Most of our datasets are available through our publications, but several of our additional datasets can be downloaded on our Data page.

Research Areas

KSHV miRNAs

MicroRNAs are ~22 nucleotide regulatory RNAs expressed by animals, plants and some viruses, particularly herpesviruses. As components of the RNA-induced silencing complex (RISC), microRNAs guide the repression of mRNAs bearing sequences with partial complementarity to the microRNA. This effect is most commonly mediated through base pairing between the "seed region" of the microRNA, spanning nucleotides 2-7, and sites located in the 3'UTRs of target mRNAs. Because there are several hundred known mammalian microRNAs and each can regulate several hundred mRNAs, it is now thought that most mRNAs are regulated by microRNAs in some biological context. Our lab is currently pursuing the identification of mRNA targets and functions of the KSHV microRNAs in primary effusion lymphoma cell lines and KSHV-infected endothelial cells.

KSHV-mediated B cell transformation in Primary Effusion Lymphoma

To understand which cellular genes are required for KSHV-mediated B cell transformation in PEL, we performed genome-wide CRISPR essentiality screens across a panel of eight PEL cell lines (Manzano et al., Nature Communications 2018). Comparisons with a total of 15 other cancer types allowed us to distinguish genes that are essential in most cancers from genes that are more specifically essential in PEL. Our results and extensive validation identified the hematopoietic lineage transcription factor interferon regulatory factor 4 (IRF4), cyclin D2, MDM2, MCL1 and cellular FLIP as novel essential genes in PEL cells. Importantly, dependencies on IRF4, MDM2, cyclin D2, and MCL1 are druggable, using inhibitors already in the clinic or in pre-clinical development. Altogether, this study arrived at a comprehensive understanding of the cellular genes and pathways that are critical in PEL and directly identifies novel strategies for therapeutic intervention in this currently incurable cancer. In our ongoing work, we focus on KSHV-mediated regulation of the identified essential genes.

Mechanisms of KSHV-mediated endothelial cell deregulation

We are currently studying the role of the KSHV miRNAs in de novo KSHV-infected human endothelial cells. We are particularly interested in the KSHV miR-K10 miRNAs, which we have shown to function as viral mimics of cellular miR-142-3p (Cell Host and Microbe 2011 and RNA 2015), a miRNA that is not normally expressed in endothelial cells. We hypothesize that KSHV-mediated introduction of miR-142-3p-like activity into endothelial cells contributes to their deregulation in the context of KSHV infection.

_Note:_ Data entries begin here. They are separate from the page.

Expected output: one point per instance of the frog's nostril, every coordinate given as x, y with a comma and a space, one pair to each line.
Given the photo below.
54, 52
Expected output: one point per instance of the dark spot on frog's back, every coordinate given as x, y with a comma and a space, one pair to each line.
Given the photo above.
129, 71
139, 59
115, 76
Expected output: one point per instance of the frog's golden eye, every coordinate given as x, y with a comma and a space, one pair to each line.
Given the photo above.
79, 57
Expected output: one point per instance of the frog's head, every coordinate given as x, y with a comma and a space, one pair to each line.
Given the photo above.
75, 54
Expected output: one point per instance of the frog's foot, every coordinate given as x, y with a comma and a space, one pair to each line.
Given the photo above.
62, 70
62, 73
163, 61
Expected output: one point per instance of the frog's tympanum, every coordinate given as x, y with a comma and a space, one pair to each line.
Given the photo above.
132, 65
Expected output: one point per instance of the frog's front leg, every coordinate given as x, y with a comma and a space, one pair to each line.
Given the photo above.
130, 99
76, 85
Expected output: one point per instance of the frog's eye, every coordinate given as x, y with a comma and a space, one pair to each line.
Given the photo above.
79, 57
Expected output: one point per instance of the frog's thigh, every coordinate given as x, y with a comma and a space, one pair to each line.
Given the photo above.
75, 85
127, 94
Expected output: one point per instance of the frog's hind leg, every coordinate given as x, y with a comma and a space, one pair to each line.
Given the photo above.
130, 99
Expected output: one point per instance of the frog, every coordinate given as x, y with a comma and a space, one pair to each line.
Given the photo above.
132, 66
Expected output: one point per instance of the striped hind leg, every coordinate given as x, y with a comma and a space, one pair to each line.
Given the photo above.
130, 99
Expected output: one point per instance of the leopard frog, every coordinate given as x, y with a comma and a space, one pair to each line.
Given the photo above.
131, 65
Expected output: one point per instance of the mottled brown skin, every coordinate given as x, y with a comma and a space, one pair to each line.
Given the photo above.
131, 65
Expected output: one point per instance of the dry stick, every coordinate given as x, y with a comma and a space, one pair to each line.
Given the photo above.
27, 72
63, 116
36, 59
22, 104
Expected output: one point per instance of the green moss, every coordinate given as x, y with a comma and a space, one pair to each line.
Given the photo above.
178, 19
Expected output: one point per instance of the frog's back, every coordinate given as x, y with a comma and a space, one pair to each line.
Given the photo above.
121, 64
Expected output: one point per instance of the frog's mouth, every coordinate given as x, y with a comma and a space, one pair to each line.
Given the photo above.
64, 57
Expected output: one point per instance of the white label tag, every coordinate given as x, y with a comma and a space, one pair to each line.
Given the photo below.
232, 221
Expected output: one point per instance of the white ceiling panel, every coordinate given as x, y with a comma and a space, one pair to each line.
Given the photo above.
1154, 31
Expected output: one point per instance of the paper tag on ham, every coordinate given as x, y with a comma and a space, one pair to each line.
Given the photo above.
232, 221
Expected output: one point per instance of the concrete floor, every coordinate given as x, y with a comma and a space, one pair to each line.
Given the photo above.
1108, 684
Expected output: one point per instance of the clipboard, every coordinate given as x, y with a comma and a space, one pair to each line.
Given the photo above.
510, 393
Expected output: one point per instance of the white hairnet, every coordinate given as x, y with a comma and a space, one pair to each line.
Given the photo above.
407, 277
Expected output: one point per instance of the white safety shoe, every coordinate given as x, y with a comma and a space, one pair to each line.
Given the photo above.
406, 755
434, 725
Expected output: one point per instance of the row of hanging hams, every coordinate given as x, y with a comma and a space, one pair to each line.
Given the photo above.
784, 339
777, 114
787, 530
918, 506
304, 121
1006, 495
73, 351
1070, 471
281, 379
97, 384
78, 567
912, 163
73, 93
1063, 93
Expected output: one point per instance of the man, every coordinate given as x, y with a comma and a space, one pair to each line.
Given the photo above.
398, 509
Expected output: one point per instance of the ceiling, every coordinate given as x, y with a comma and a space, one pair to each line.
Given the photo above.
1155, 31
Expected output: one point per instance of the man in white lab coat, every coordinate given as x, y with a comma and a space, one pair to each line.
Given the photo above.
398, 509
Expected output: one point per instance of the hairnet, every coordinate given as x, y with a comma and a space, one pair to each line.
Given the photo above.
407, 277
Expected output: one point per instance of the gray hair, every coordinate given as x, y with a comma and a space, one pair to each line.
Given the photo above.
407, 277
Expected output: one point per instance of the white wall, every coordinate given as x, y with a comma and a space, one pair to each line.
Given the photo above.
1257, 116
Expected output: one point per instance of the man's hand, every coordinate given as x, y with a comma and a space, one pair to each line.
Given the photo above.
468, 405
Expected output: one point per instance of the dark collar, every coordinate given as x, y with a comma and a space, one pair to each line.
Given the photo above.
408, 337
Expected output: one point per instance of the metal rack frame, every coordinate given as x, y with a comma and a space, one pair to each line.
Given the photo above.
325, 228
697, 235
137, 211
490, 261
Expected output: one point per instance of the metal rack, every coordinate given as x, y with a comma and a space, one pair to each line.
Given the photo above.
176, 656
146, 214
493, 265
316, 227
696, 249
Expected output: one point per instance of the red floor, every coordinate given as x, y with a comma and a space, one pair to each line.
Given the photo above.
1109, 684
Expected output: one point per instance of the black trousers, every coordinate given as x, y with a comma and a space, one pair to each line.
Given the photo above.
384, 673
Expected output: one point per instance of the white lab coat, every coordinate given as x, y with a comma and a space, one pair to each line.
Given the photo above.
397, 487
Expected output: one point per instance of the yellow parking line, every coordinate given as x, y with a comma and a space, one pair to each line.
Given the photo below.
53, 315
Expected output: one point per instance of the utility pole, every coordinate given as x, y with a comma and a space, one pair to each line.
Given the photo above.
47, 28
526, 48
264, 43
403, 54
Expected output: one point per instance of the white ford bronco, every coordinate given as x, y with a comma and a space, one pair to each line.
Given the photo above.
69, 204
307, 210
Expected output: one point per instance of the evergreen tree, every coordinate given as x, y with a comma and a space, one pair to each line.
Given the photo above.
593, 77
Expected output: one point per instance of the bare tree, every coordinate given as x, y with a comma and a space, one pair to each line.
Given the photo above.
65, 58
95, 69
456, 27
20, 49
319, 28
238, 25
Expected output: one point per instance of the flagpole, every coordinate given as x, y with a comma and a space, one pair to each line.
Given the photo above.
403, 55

Drug targets in KSHV-associated malignancies

Our studies in the B cell model have identified several new ways to potentially target PEL. We have particularly focused on the mechanism of action of immunomodulatory drugs (IMiDs) in PEL. This work was initially prompted by the invariant essentiality of IRF4 in PEL and is described in two recent publications (Blood 2018 and Blood Advances 2019). This work suggests that the mechanisms of IMiDs in PEL is still incompletely understood, but supports the further development of IMiDs for therapeutic intervention in PEL.